From the September 24 edition of FOX News Channel's Special Report with Brit Hume:
ANGLE: John Kerry continues to slam President Bush for invading Iraq preemptively without sufficient support from world allies. But New York Republican Congressman Peter King says Kerry took a different position on CNN's Crossfire in 1997. King says Kerry appeared with him on the show just after France and Russia watered down a U.N. resolution on Iraq. And that Kerry said, quote, “We know we can't count on the French. We know we can't count on the Russians. We know that Iraq is a danger to the United States, and we reserve the right to take preemptive action whenever we feel it's in our national interest.”
Also on September 24, MMFA emailed a letter to Washington Times editor in chief Wesley Pruden requesting a correction. The newspaper published a correction in its September 25 edition (a correction appeared online at washingtontimes.com late in the evening on September 24).
In addition to misquoting Kerry, as MMFA pointed out, McCaslin's original Washington Times column falsely claimed that “no Crossfire transcripts from 1997 are available,” even though those transcripts are available on the widely used Nexis research database.

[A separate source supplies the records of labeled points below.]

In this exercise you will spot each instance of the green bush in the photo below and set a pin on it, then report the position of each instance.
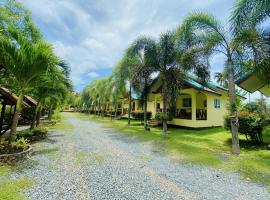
(140, 115)
(33, 134)
(250, 124)
(20, 144)
(13, 147)
(160, 116)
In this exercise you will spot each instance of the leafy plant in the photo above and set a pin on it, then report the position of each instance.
(160, 116)
(20, 144)
(33, 134)
(140, 115)
(250, 124)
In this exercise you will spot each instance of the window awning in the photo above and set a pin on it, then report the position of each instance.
(251, 83)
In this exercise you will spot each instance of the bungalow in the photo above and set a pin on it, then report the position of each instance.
(135, 104)
(197, 105)
(251, 83)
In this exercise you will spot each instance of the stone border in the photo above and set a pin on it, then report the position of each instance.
(22, 154)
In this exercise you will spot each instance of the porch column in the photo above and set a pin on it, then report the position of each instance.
(193, 103)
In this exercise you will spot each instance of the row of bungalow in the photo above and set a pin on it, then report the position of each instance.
(198, 105)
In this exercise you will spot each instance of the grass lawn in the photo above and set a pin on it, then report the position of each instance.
(10, 189)
(210, 147)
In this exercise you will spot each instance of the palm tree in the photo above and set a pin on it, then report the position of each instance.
(175, 60)
(50, 85)
(144, 55)
(118, 89)
(221, 79)
(25, 61)
(169, 73)
(124, 73)
(249, 14)
(253, 14)
(204, 31)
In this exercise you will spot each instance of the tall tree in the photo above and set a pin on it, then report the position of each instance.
(25, 61)
(144, 55)
(205, 31)
(124, 70)
(254, 14)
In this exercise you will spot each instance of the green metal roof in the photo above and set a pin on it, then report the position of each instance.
(197, 85)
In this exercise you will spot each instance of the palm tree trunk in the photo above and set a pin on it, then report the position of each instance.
(129, 104)
(145, 111)
(15, 120)
(38, 116)
(164, 110)
(50, 113)
(234, 118)
(33, 124)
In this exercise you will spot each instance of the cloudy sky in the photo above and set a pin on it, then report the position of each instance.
(91, 35)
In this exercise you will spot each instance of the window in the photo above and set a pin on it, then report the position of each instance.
(187, 102)
(217, 103)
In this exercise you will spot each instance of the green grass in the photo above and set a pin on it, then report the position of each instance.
(62, 127)
(10, 189)
(208, 147)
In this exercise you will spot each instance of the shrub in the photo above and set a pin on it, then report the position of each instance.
(13, 147)
(20, 144)
(140, 115)
(250, 124)
(160, 116)
(33, 134)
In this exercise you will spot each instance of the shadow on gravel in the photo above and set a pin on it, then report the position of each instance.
(57, 135)
(49, 140)
(25, 165)
(48, 151)
(124, 138)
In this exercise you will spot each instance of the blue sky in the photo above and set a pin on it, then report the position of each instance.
(91, 35)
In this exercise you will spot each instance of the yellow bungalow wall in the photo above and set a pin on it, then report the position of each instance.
(215, 116)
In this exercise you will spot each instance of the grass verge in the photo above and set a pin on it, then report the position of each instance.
(11, 189)
(208, 147)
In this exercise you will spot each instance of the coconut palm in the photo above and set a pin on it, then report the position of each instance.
(175, 60)
(254, 14)
(204, 31)
(144, 55)
(249, 14)
(124, 73)
(25, 61)
(47, 86)
(221, 79)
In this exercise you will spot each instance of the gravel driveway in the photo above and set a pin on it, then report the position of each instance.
(90, 161)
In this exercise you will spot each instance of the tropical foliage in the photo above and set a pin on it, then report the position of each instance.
(29, 66)
(188, 50)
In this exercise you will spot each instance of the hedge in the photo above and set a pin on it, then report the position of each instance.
(250, 124)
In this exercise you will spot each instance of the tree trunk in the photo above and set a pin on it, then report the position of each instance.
(129, 104)
(164, 110)
(15, 120)
(33, 124)
(145, 112)
(115, 112)
(38, 116)
(50, 113)
(234, 118)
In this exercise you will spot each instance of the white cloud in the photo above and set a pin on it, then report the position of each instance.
(92, 35)
(93, 75)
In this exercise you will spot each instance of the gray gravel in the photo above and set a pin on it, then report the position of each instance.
(94, 162)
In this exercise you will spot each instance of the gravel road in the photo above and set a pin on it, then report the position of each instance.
(89, 161)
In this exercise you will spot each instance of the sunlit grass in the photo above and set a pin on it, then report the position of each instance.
(10, 189)
(209, 147)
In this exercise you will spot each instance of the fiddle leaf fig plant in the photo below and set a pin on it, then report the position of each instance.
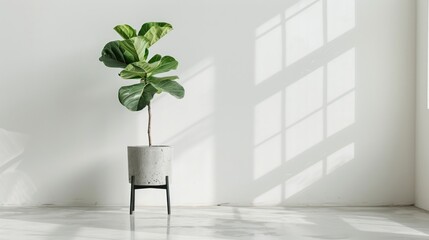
(131, 54)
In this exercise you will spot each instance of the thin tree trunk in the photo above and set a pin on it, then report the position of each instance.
(148, 125)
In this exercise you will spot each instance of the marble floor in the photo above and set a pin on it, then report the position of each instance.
(215, 223)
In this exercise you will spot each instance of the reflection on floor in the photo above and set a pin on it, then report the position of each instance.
(189, 223)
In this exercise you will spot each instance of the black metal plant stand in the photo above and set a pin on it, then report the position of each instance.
(133, 193)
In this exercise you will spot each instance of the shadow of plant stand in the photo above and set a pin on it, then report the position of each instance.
(133, 193)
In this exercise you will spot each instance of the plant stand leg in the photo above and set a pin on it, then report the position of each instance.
(132, 197)
(167, 187)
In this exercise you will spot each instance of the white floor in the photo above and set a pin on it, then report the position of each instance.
(213, 223)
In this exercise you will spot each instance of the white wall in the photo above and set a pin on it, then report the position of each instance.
(293, 102)
(422, 108)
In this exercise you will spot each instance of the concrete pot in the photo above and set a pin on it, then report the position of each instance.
(149, 165)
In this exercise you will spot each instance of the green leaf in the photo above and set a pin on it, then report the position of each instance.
(141, 46)
(126, 31)
(133, 71)
(153, 31)
(160, 79)
(113, 56)
(155, 58)
(172, 87)
(136, 97)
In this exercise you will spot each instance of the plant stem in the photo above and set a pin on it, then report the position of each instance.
(148, 125)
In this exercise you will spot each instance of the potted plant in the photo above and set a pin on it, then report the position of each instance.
(147, 165)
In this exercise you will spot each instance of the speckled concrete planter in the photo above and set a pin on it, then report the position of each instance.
(149, 165)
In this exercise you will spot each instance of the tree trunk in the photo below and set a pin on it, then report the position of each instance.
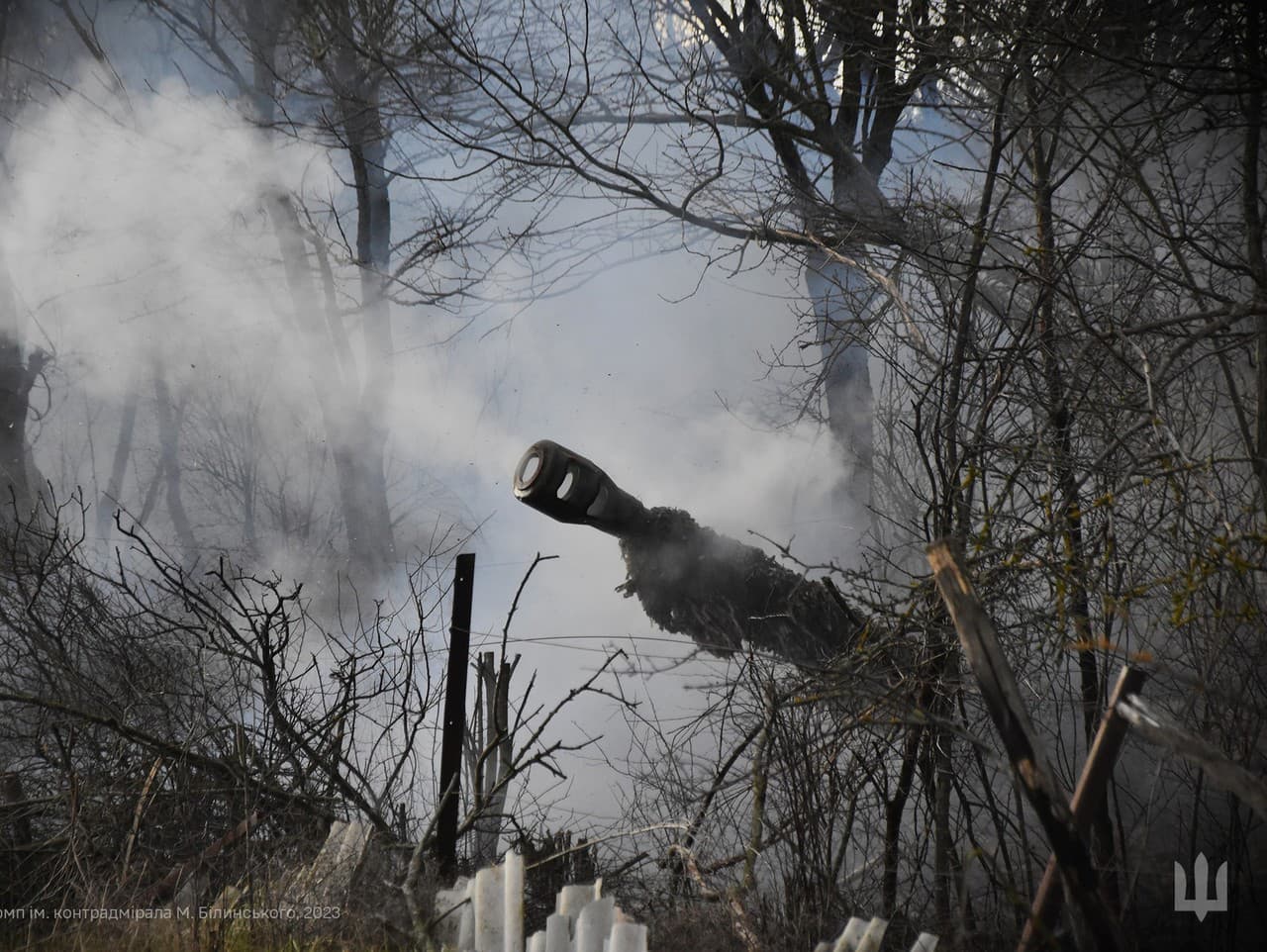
(842, 295)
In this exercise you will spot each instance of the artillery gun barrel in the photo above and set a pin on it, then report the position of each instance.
(689, 579)
(569, 488)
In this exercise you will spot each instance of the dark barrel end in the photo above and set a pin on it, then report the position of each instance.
(569, 488)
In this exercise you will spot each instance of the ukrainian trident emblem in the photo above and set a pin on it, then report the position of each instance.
(1202, 902)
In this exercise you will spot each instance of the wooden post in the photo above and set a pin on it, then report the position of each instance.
(1087, 797)
(455, 715)
(1037, 783)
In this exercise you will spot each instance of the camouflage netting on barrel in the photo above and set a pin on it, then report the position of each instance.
(719, 592)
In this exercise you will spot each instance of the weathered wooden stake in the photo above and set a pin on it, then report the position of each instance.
(1003, 697)
(1090, 792)
(455, 715)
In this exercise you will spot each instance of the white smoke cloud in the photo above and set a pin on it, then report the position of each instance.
(139, 236)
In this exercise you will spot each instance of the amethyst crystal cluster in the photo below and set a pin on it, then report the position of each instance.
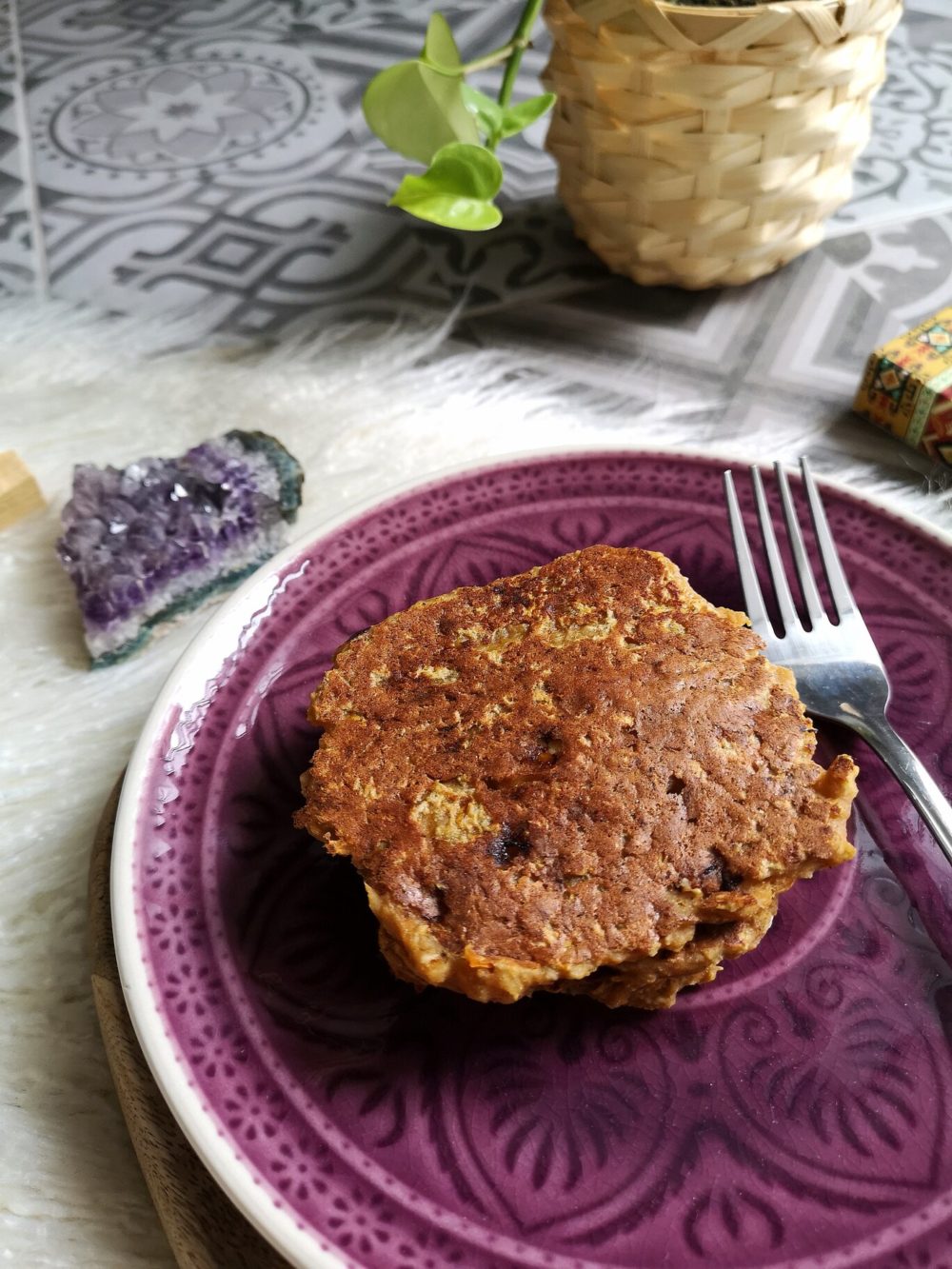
(148, 542)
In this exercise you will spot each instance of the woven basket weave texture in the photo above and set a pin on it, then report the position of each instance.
(706, 146)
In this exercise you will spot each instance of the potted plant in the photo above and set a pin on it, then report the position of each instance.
(697, 144)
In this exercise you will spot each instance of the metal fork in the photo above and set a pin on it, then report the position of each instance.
(838, 669)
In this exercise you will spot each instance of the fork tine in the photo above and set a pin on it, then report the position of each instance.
(805, 572)
(753, 598)
(842, 595)
(779, 574)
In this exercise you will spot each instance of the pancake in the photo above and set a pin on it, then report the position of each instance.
(582, 778)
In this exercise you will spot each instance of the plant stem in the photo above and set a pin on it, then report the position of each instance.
(494, 58)
(520, 43)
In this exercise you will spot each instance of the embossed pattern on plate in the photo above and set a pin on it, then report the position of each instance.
(795, 1112)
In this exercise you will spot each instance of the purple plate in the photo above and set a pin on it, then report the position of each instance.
(796, 1112)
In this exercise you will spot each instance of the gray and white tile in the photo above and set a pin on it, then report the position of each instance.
(212, 155)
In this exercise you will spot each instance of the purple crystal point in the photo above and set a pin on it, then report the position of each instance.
(154, 540)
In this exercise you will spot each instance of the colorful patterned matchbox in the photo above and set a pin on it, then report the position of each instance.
(908, 387)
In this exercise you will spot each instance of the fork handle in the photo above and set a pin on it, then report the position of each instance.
(922, 788)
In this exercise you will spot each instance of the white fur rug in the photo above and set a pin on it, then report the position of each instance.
(362, 407)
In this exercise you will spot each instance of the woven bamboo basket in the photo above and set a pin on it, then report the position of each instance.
(706, 146)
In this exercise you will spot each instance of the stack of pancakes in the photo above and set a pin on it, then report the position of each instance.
(583, 778)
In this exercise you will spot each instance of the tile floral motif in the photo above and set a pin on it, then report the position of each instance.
(212, 155)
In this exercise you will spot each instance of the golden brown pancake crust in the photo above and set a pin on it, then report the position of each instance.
(565, 772)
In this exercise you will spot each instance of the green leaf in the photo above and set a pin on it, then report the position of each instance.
(417, 110)
(440, 47)
(518, 117)
(497, 121)
(456, 190)
(487, 113)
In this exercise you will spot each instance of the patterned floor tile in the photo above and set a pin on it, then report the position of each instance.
(902, 266)
(17, 254)
(212, 153)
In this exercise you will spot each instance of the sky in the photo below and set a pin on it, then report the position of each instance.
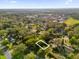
(38, 4)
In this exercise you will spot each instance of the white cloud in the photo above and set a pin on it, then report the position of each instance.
(12, 1)
(68, 2)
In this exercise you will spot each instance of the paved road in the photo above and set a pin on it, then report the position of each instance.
(7, 54)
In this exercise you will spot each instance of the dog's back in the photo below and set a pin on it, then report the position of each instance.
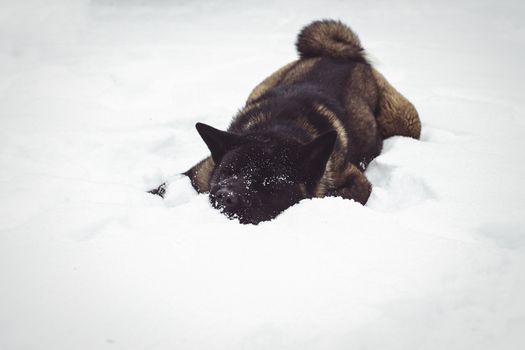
(331, 87)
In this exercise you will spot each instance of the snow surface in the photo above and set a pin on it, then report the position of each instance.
(97, 104)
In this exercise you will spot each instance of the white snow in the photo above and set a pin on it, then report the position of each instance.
(98, 102)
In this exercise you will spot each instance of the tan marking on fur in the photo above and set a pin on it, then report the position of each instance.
(337, 125)
(396, 115)
(303, 124)
(269, 82)
(328, 38)
(350, 183)
(298, 73)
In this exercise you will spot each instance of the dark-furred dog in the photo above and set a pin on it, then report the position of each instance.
(308, 130)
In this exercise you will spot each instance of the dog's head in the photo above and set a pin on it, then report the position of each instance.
(258, 176)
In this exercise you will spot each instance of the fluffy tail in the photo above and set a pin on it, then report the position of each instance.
(329, 38)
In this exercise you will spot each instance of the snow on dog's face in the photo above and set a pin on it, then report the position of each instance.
(256, 177)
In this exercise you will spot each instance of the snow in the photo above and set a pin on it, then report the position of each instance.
(98, 102)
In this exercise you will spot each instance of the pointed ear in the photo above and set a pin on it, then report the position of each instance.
(315, 154)
(219, 142)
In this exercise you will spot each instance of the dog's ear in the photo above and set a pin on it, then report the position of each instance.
(314, 155)
(219, 142)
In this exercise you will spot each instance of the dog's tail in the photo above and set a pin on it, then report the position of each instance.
(329, 38)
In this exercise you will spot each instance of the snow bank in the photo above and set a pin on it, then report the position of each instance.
(97, 104)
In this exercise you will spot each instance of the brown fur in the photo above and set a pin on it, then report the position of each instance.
(375, 111)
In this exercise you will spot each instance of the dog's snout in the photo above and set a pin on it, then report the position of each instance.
(226, 198)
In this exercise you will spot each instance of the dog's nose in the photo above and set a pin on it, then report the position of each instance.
(226, 199)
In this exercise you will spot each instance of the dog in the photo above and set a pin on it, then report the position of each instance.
(308, 130)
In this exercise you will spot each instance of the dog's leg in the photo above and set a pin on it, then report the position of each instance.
(395, 114)
(354, 185)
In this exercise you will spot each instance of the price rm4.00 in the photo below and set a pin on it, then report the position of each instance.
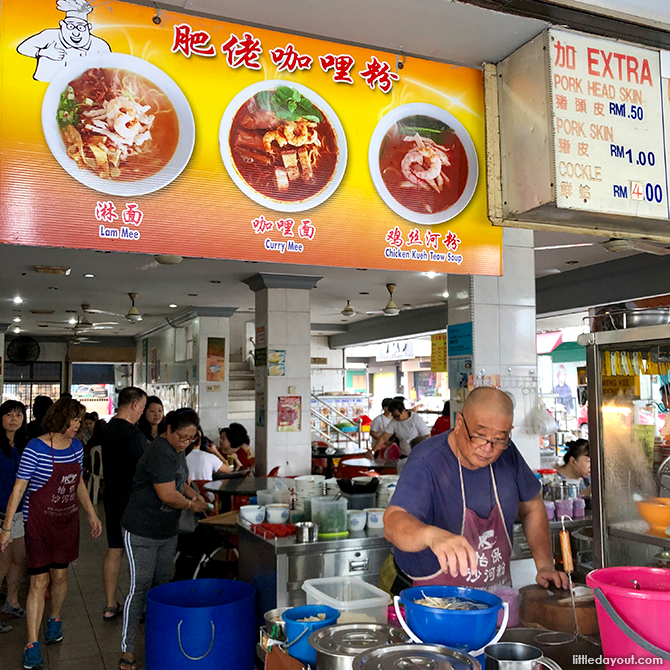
(639, 191)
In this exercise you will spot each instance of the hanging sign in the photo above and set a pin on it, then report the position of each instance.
(608, 126)
(209, 139)
(438, 352)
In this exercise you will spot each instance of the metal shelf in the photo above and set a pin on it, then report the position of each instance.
(638, 531)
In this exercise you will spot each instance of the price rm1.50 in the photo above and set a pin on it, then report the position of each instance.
(639, 191)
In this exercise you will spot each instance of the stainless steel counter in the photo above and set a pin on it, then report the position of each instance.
(278, 567)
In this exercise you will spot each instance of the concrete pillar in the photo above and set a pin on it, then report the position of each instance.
(3, 356)
(282, 325)
(502, 311)
(214, 325)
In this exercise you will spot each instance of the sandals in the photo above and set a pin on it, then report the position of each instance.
(111, 613)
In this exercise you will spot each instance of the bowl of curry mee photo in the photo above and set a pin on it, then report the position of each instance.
(423, 163)
(283, 146)
(118, 124)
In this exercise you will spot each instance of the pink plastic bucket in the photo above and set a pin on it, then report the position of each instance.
(633, 622)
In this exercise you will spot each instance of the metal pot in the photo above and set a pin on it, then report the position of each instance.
(275, 625)
(337, 646)
(564, 490)
(415, 656)
(516, 656)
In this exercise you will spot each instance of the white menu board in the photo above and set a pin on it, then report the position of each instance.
(609, 144)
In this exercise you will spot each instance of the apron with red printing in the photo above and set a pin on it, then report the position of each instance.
(489, 538)
(52, 529)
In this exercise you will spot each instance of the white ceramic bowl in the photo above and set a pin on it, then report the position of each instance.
(356, 519)
(253, 513)
(52, 135)
(281, 205)
(375, 517)
(277, 513)
(435, 112)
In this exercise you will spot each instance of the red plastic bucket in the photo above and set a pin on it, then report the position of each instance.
(633, 621)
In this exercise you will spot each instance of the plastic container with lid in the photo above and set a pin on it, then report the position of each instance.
(355, 599)
(331, 516)
(550, 506)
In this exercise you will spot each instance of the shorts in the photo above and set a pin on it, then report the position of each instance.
(44, 569)
(113, 513)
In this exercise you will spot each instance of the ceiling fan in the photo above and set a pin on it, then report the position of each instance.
(616, 245)
(391, 308)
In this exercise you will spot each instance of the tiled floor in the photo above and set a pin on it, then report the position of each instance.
(89, 642)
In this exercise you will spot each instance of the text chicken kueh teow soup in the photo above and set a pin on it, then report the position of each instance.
(283, 146)
(423, 164)
(117, 124)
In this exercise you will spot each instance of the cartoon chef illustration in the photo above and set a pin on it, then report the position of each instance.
(55, 48)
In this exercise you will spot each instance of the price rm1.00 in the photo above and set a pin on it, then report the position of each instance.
(639, 158)
(639, 191)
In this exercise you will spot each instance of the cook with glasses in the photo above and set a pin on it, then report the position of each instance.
(451, 517)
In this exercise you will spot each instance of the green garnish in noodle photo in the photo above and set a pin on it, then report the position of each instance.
(425, 126)
(67, 113)
(288, 104)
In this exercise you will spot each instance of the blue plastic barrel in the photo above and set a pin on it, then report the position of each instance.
(201, 624)
(298, 631)
(460, 629)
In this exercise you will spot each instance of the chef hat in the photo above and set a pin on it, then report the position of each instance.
(79, 9)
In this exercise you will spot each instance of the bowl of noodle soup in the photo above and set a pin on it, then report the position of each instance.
(118, 124)
(283, 145)
(423, 163)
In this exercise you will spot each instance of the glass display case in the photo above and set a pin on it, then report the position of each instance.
(626, 371)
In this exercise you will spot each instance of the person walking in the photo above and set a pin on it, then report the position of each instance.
(13, 561)
(122, 445)
(151, 519)
(50, 471)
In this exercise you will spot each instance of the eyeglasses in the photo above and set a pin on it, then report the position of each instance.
(481, 441)
(185, 439)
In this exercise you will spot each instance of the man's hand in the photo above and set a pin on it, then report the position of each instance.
(199, 505)
(96, 525)
(454, 552)
(52, 51)
(5, 540)
(548, 576)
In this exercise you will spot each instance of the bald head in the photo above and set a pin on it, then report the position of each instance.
(493, 400)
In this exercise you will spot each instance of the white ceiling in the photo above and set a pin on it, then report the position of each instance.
(439, 29)
(213, 283)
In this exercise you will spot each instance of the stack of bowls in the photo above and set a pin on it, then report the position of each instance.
(307, 487)
(387, 484)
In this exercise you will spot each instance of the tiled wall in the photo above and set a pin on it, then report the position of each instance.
(503, 313)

According to the correction, the source of the false quotation was a press release from Representative Peter T. King (R-NY). In the correction, The Washington Times -- still not quoting the 1997 transcript, despite its ready availability -- simply reported what King said the transcript revealed. “The congressman said the transcript of the CNN program quotes Mr. Kerry as saying in reference to France and Russia: 'There's absolutely no statement that they have made or that they will make that will prevent the United States of America and this president [Bill Clinton] or any president from acting in what they believe are the best interests of our country.'” The Times' correction explained neither how King had found the transcript, which 24 hours earlier McCaslin had claimed was unavailable, nor why The Washington Times would trust the same source who had provided the phony quotation to provide an accurate correction. The Times concluded the correction with another attack by King on Kerry, this one based on the accurate quotation:
In a telephone interview over the weekend, Mr. King says this is not another case of Mr. Kerry simply changing his position.
“The fact is, he was strongly for the war, for searching for chemical and biological weapons, working against terrorists, and, basically, he's now denying he ever said that,” Mr. King says. “This is not the basic flip-flop you hear from politicians. This is not John Kerry being careless in his views.
”He's going right to the guts of his position -- it's like Dr. Martin Luther King suddenly becoming a segregationist," Mr. King says. “He is not just changing his position, he is rewriting history on that position.”